Recommended by: Elizabeth, Massachusetts, mom of a 9-year-old girl with type 1 diabetes
Nutri-Touch®: This is a new app for BlackBerry® created by Tony Jenning, the father of a 10-year-old girl with type 1 diabetes. The app provides nutrition info lookup, meal recording, and nutrition recording. It also has tools for insulin dose calculation, recording, and editing, and blood sugar reporting that can be emailed directly to your doctor. A 25-day trial is free.
Recommended by: Janet, New York, mom of a 5-year-old son with type 1 diabetes
dLife® Diabetes Companion: This free iPhone app offers you access to the tools you’ll need to manage your child’s diabetes on the go. Watch videos from the dLife TV show, get answers to your questions, look up foods and healthy diabetes-friendly recipes, and track and manage your child’s blood sugar levels anytime, anywhere.
Recommended by: Katie, Michigan, mom of a 12-year-old boy with type 1 diabetes
Diabetes Buddy Lite: The free Diabetes Buddy app for iPhone is built to help you manage your child’s diabetes by tracking the factors that influence his/her blood sugar level, monitoring the fluctuations, planning ahead accordingly, and sharing the data with your child’s doctor. You can log and monitor blood sugar levels, insulin injections, and medications.

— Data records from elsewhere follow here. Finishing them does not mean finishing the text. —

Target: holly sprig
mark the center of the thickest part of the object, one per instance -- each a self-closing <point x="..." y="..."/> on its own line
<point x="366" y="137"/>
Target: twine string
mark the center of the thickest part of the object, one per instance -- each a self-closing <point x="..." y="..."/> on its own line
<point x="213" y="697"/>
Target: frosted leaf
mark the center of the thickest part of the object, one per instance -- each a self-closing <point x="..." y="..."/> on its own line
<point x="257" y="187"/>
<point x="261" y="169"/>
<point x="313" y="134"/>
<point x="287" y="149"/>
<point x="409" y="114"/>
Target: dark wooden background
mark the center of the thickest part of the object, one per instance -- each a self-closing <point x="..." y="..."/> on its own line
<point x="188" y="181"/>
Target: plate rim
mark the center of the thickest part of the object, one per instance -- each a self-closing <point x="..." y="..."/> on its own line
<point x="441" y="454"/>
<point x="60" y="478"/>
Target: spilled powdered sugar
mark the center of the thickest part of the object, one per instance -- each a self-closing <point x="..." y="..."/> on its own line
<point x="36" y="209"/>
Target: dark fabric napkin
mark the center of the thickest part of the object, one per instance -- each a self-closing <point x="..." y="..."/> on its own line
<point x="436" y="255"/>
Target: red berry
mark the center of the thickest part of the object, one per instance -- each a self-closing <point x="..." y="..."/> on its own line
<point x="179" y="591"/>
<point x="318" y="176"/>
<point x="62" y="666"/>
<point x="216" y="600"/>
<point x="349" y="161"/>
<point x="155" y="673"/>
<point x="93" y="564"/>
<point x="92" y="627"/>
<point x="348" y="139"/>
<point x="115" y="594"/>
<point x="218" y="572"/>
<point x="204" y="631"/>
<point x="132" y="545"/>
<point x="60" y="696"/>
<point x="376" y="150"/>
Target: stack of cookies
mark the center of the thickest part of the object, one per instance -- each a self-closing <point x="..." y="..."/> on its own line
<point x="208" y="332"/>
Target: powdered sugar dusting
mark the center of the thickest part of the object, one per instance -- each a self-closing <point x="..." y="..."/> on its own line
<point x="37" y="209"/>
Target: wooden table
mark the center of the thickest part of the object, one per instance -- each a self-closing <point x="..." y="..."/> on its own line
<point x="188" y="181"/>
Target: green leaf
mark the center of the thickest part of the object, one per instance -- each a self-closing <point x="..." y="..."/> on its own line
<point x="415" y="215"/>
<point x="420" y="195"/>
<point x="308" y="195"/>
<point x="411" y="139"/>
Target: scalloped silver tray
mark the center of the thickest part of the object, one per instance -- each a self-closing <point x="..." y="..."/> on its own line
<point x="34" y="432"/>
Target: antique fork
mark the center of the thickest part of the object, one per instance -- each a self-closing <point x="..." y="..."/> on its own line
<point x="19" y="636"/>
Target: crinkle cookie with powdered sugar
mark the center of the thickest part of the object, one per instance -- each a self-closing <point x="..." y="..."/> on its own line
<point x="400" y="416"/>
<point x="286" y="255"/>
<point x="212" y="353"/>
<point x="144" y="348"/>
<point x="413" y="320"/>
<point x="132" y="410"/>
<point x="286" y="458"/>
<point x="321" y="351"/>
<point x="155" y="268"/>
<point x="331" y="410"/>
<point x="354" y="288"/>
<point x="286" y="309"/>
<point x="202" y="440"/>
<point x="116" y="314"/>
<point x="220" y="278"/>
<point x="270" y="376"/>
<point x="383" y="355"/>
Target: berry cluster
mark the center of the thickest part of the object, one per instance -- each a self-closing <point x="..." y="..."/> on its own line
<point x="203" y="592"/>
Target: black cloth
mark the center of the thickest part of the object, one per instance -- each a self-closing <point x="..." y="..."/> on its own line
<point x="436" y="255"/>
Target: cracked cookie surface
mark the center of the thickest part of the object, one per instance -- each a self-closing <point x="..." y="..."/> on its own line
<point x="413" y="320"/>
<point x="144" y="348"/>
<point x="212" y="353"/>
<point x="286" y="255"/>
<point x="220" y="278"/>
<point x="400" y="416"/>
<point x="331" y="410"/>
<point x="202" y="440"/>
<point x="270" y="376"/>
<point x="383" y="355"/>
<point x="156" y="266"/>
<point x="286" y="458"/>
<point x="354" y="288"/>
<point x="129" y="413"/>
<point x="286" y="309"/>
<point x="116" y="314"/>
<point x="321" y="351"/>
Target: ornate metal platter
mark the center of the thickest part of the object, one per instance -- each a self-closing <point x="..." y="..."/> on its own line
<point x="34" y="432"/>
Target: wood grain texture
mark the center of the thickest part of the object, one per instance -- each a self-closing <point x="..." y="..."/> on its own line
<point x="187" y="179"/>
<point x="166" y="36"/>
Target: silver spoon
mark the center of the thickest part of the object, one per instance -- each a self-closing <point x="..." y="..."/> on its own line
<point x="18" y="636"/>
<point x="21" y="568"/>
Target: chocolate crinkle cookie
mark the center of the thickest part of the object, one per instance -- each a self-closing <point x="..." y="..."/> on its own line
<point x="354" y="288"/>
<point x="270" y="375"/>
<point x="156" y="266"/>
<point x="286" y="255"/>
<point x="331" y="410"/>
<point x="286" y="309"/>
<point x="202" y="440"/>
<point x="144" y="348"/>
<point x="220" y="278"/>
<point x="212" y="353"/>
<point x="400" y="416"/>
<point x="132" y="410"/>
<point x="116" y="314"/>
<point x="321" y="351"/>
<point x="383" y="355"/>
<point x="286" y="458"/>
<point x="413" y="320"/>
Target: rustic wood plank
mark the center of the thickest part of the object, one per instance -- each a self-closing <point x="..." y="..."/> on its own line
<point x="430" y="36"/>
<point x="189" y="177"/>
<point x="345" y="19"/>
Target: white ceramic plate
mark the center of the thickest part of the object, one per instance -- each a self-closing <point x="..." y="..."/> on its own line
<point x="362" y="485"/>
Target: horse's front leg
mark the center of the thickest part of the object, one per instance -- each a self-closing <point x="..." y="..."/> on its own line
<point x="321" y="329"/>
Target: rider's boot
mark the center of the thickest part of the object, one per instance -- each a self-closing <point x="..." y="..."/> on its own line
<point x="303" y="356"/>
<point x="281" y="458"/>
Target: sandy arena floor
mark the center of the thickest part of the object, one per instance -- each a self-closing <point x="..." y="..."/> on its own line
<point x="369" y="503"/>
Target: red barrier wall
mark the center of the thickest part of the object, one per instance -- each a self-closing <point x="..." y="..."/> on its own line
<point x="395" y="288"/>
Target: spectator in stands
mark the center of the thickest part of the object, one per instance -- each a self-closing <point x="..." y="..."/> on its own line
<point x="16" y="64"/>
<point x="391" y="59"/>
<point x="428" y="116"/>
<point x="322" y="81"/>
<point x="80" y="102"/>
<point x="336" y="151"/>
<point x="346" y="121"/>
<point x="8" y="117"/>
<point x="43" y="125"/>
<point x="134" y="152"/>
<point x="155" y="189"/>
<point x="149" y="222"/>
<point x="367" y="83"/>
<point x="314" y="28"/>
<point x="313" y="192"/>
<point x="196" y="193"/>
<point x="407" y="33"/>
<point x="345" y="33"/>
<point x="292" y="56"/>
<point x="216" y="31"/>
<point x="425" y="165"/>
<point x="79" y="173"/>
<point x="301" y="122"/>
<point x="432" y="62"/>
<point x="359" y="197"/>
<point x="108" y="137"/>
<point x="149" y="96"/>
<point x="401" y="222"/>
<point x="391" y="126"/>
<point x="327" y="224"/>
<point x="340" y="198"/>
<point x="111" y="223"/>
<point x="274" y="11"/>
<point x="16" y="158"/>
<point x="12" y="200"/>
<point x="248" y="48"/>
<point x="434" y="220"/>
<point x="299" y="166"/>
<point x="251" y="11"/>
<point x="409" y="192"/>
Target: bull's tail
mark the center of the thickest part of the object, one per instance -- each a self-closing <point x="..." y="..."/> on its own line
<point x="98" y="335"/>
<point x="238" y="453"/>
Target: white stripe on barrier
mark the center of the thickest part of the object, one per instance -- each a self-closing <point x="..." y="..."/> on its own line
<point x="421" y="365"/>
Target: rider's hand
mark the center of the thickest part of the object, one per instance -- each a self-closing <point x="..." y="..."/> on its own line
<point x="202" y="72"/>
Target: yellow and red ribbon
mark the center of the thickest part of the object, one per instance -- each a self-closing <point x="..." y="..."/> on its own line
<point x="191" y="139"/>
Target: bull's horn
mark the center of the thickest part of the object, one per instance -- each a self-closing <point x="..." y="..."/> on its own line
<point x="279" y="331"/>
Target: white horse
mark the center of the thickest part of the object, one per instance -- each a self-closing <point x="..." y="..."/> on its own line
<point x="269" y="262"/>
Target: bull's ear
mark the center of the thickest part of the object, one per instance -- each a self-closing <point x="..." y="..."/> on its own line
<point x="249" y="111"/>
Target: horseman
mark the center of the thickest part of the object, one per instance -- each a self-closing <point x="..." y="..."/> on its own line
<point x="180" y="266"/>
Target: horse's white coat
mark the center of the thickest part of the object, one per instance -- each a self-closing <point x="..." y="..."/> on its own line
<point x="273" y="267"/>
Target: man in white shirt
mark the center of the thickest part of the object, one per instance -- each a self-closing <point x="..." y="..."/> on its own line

It also includes a food database with over 200,000 foods.
Recommended by: John, California, dad of a 13-year-old girl with type 1 diabetes
OnTrack Diabetes: This free Android® application helps parents manage their child’s diabetes by tracking various items such as blood sugar, food, medication, blood pressure, pulse, exercise and weight.
Recommended by: Gina, Florida, mom of a 4-year-old boy with type 1 diabetes
Diabetes Log: This free iPhone application was created by a person with type 1 diabetes. It allows you to log your child’s blood sugar readings, food intake, and medication data, plus export records of your logs to your computer or to your healthcare provider.
Recommended by: Kiley, Arizona, mom of a 15-year-old girl with type 1 diabetes
Glucool: This Android app can help you manage your child’s diabetes by tracking key data (such as HbA1c, a test that measures blood sugar over time) that you can view in a journal or on graphs, send to your doctor, use to compute statistics, and much more. The premium version with these features is $4.99.
Recommended by: Maria, California, mom of an 11-year-old girl with type 1 diabetes
Disclaimer: The experiences and suggestions recounted in these articles are not intended as medical advice, and they are not necessarily the “typical” experiences of families with a child who has type 1 diabetes. These situations are unique to the families depicted. Families should check with their healthcare professionals regarding the treatment of type 1 diabetes and the frequency of blood glucose monitoring.